Servizi, corto circuito istituzionale. Gentiloni non molla la delega sugli 007

La poltrona è sempre stata tanto prestigiosa quanto delicatissima. A maggior ragione oggi che la minaccia terroristica preme ai confini. L’incarico di “Autorità Delegata” all’intelligence e ai Servizi segreti – ruolo che nel precedente governo era ricoperto dal pd calabrese Marco Minniti – è, al momento, vacante.
Paolo Gentiloni se lo tiene ben stretto e, per ora, non ha voluto cederlo dando così sostanza alle voci di corridoio che segnalavano scazzi fra lui e Renzi su questa questione precisa del coordinamento dei Servizi Segreti. Renzi voleva che la poltrona restasse a Minniti, già “ministro ombra” dell’Interno del Pd. E già Autorità delegata all’Intelligence e ai Servizi SegretiGentiloni non ci ha pensato un attimo. E si è tenuto le deleghe per sé. Proprio nel momento in cui l’Italia avrebbe bisogno del massimo coordinamento fra l’intelligence e il governo nella lotta al terrorismo.
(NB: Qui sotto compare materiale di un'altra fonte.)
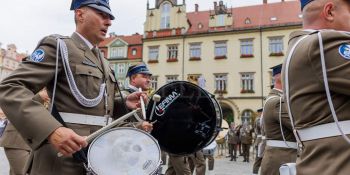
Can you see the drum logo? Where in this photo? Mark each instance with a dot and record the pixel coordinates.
(161, 107)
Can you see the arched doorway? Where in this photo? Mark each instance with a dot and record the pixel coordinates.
(228, 113)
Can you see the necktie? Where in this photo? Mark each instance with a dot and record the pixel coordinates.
(96, 52)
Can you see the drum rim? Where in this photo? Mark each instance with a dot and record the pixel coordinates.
(126, 128)
(209, 96)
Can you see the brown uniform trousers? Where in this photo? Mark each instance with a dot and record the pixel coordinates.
(274, 157)
(246, 141)
(309, 106)
(197, 163)
(232, 140)
(34, 122)
(178, 165)
(257, 141)
(16, 150)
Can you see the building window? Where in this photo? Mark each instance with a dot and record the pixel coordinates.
(193, 78)
(165, 16)
(133, 52)
(220, 20)
(247, 82)
(117, 52)
(172, 53)
(247, 116)
(220, 83)
(154, 82)
(195, 51)
(171, 78)
(120, 69)
(153, 53)
(247, 48)
(220, 49)
(276, 46)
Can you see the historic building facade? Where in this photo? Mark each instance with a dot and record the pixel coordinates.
(122, 51)
(232, 48)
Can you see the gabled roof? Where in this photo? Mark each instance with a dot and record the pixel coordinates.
(134, 39)
(259, 15)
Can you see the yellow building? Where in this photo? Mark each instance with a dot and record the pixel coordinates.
(232, 48)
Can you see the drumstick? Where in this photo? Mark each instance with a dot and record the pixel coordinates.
(142, 106)
(156, 98)
(92, 136)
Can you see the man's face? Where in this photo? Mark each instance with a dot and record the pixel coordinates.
(93, 24)
(141, 81)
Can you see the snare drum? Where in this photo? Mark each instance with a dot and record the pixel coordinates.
(124, 151)
(188, 118)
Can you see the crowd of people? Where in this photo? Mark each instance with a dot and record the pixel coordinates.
(303, 121)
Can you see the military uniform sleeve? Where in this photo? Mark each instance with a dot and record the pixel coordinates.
(337, 58)
(30, 117)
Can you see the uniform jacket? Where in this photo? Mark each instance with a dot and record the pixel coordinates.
(31, 118)
(274, 157)
(308, 100)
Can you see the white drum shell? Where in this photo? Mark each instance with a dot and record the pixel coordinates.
(124, 151)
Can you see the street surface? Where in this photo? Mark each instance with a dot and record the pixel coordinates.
(223, 166)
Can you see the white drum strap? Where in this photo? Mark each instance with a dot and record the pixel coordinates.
(61, 45)
(326, 86)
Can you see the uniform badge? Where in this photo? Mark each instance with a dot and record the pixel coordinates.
(38, 55)
(344, 51)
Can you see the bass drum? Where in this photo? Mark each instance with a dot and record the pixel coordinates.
(187, 117)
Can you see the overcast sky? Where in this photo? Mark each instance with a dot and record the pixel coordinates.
(25, 22)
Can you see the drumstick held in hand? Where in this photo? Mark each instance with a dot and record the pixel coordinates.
(142, 106)
(92, 136)
(156, 98)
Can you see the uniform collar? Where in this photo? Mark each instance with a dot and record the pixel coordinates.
(87, 42)
(133, 88)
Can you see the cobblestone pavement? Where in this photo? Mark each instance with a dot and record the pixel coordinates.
(223, 166)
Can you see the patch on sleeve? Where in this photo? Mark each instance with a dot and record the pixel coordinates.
(38, 55)
(344, 51)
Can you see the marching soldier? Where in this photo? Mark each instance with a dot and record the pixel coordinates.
(246, 140)
(232, 140)
(81, 84)
(257, 141)
(316, 87)
(281, 145)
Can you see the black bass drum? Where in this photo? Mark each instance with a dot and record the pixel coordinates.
(187, 117)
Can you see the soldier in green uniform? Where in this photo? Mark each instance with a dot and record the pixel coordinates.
(16, 149)
(80, 83)
(281, 145)
(316, 87)
(257, 141)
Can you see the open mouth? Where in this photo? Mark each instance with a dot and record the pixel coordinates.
(104, 31)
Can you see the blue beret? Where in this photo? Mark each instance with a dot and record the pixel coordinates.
(138, 69)
(303, 3)
(276, 69)
(101, 5)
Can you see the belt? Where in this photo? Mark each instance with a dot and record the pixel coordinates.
(324, 131)
(281, 144)
(85, 119)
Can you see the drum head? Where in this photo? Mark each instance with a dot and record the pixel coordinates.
(187, 117)
(124, 151)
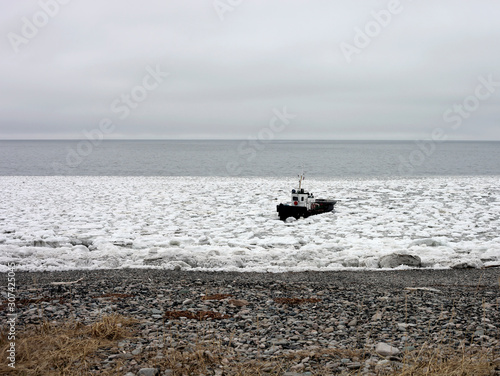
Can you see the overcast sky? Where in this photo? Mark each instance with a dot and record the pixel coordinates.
(344, 69)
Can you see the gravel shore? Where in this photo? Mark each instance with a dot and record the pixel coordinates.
(264, 316)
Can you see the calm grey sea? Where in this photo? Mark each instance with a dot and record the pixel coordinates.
(249, 158)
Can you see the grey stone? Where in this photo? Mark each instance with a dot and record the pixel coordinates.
(396, 259)
(385, 349)
(148, 372)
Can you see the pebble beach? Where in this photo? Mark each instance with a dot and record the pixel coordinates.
(380, 315)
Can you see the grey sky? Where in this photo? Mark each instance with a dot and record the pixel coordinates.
(229, 69)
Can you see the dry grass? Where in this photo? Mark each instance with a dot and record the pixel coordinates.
(447, 362)
(66, 349)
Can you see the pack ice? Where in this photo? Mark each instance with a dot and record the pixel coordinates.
(231, 224)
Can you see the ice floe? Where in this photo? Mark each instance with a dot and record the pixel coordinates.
(220, 223)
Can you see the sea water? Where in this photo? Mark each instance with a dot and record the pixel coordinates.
(211, 205)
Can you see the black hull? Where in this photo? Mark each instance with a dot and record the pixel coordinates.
(322, 206)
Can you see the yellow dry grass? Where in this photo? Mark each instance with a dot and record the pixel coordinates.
(66, 349)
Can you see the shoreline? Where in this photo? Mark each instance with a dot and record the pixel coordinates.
(333, 320)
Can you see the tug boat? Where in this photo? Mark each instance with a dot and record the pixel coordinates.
(304, 204)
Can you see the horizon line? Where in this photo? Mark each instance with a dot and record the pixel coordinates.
(239, 139)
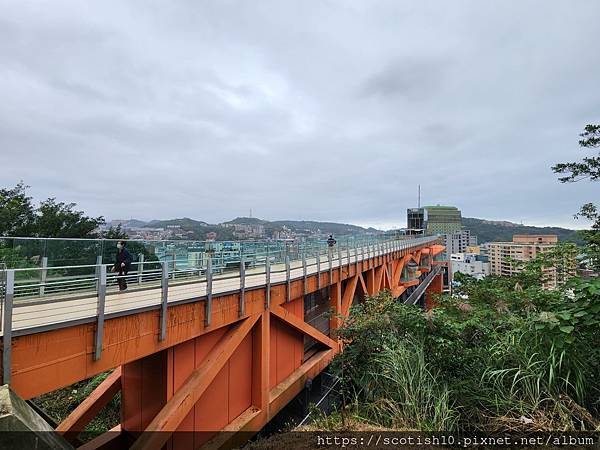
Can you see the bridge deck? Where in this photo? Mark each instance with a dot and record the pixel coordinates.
(35, 313)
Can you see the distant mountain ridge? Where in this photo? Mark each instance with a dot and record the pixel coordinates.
(500, 230)
(485, 230)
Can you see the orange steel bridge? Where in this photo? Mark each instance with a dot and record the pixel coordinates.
(213, 353)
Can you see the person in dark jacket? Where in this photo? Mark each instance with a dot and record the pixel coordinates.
(122, 264)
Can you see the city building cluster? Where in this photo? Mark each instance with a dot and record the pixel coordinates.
(491, 258)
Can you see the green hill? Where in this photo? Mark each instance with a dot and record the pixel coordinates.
(493, 230)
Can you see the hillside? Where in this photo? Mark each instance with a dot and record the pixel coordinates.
(491, 230)
(323, 227)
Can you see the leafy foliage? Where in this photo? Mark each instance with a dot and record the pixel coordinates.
(588, 167)
(19, 217)
(499, 350)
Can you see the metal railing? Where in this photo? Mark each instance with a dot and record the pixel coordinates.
(47, 296)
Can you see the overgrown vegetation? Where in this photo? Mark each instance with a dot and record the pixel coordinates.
(498, 356)
(60, 403)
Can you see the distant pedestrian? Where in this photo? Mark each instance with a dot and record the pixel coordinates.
(331, 241)
(122, 264)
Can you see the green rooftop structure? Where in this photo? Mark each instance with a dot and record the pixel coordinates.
(434, 220)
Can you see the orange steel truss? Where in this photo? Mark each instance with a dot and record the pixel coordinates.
(233, 375)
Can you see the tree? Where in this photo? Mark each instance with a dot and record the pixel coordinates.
(58, 219)
(587, 168)
(17, 213)
(115, 233)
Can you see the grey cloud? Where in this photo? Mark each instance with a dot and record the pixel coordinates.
(413, 80)
(328, 110)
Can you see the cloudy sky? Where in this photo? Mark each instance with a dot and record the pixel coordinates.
(325, 110)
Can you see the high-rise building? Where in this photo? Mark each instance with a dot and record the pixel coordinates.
(505, 257)
(458, 241)
(433, 220)
(469, 263)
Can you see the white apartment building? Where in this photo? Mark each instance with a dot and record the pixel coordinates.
(470, 264)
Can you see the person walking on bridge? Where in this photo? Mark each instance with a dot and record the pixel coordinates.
(122, 264)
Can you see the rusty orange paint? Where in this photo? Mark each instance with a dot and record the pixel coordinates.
(259, 376)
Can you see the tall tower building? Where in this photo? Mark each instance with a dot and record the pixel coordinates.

«Gentiloni non ha ancora assegnato ad un sottosegretario le deleghe all’intelligence, dopo la nomina di Marco Minniti a ministro dell’Interno. Vedremo cosa accadrà – accusa il presidente del Copasir, Giacomo Stucchi, al termine dell’audizione del direttore dell’Aise, Alberto Manenti – ma fare il presidente del Consiglio ed avere contemporaneamente la delega ai Servizi Segreti significa, ad esempio, essere presente al Copasir e dirigere l’attività del Governo».
«Sono due lavori delicati e pesanti – precisa Stucchi – non a caso si è sempre preferito affidare le deleghe ad un sottosegretario che si occupa solo di quello e fornisce le prime informazioni al premier».
In effetti proprio sul portale degli 007 italiani c’è scritto a chiare lettere che «l’incarico di Autorità delegata può essere ricoperto da un sottosegretario di Stato o da un ministro senza portafoglio che non può esercitare ulteriori funzioni di governo».